Wednesday, December 2, 2009

A REVIEW OF HELEN UKPABIO’S "UNVEILING THE MYSTERIES OF WITCHCRAFT"



A little child is not only precious to behold, but also one among the beauties nature bestows on mankind; a child is therefore a wondrous creature and as such ought to have some dignity attached to his or her personality. It is in the light of this submission that we hereby attempt to subject Helen Ukpabio’s Unveiling the Mysteries of Witchcraft to critical and analytical crucibles.
It is expedient that we start by examining the definition of witchcraft as proffered by the author. According to Helen Ukpabio, a witch or a wizard is someone who engages in necromancy – any form of interaction with the spirit of the dead; clairvoyance – long distance transference of information or messages with the aid of the air, including telepathy; spells and chants– the controlling of another person’s actions or decisions against his or her will through brainwashing and hypnotism, and thus exhibit influence on another person’s thoughts and interference with his or her health, career and endeavours; prognostication – the ability to foretell future occurrence, including astrological predictions; skanning; palm-reading; conjurations including sorcery, invocation and divination.

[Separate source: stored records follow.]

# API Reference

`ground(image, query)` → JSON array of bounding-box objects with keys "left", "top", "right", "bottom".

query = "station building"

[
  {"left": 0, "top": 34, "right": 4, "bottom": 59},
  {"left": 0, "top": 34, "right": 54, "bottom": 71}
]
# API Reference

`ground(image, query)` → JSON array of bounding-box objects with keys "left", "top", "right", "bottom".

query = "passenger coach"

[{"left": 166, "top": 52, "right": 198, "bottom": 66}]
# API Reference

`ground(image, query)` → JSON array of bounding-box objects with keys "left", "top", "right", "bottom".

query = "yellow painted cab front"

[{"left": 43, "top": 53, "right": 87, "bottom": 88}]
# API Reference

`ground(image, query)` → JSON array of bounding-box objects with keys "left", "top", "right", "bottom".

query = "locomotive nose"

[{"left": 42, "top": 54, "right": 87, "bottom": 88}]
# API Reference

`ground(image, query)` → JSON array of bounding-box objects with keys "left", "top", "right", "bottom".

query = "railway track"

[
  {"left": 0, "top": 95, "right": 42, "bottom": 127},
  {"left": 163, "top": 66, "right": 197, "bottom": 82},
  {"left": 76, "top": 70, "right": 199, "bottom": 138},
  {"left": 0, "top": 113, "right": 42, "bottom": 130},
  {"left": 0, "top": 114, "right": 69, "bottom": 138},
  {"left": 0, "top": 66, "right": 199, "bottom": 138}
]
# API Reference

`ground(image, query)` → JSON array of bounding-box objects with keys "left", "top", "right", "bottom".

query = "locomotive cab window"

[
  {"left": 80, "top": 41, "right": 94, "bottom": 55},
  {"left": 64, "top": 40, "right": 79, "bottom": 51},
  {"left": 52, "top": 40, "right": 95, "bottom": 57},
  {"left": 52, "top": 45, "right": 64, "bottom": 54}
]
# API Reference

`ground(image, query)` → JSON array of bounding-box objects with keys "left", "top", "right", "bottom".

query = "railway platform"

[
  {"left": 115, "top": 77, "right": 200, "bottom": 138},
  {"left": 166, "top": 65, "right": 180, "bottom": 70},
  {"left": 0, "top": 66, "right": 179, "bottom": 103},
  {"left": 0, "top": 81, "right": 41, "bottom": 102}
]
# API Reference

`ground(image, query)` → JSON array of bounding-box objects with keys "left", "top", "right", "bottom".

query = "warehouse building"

The definition of witchcraft in this book differs from the metaphoric connotation of it whereby we call experts in different endeavours ‘witches’ or ‘wizards’ of such endeavours. But, perhaps we should extend the spectrum of witchcraft, as implied in the indices of witchcraft highlighted by the author, to include any act of exploring the non-physical terrain of the universe (if such exists, anyway) in order to manipulate and control occurring events in the physical terrain. Hence the statement: “the spiritual controls the physical” or “all things are settled in the spiritual realm before they manifest in the physical” would be a witchcraft slogan. Hence pastors, bishops, reverends, imams, rabbis, prophets and any other persons who claim to interact with or receive instructions from any non-physical being, or whose source of inspiration lies in the metaphysical realm, would automatically be witches and/or wizards. In this wise, the author, Helen Ukpabio, can be called a witch! Also, this conceptualization of witchcraft would apply to the great artists – Leonardo da Vinci, Michelango, Bernini, and some scientists like Isaac Newton, Galileo Galilei and Charles Darwin.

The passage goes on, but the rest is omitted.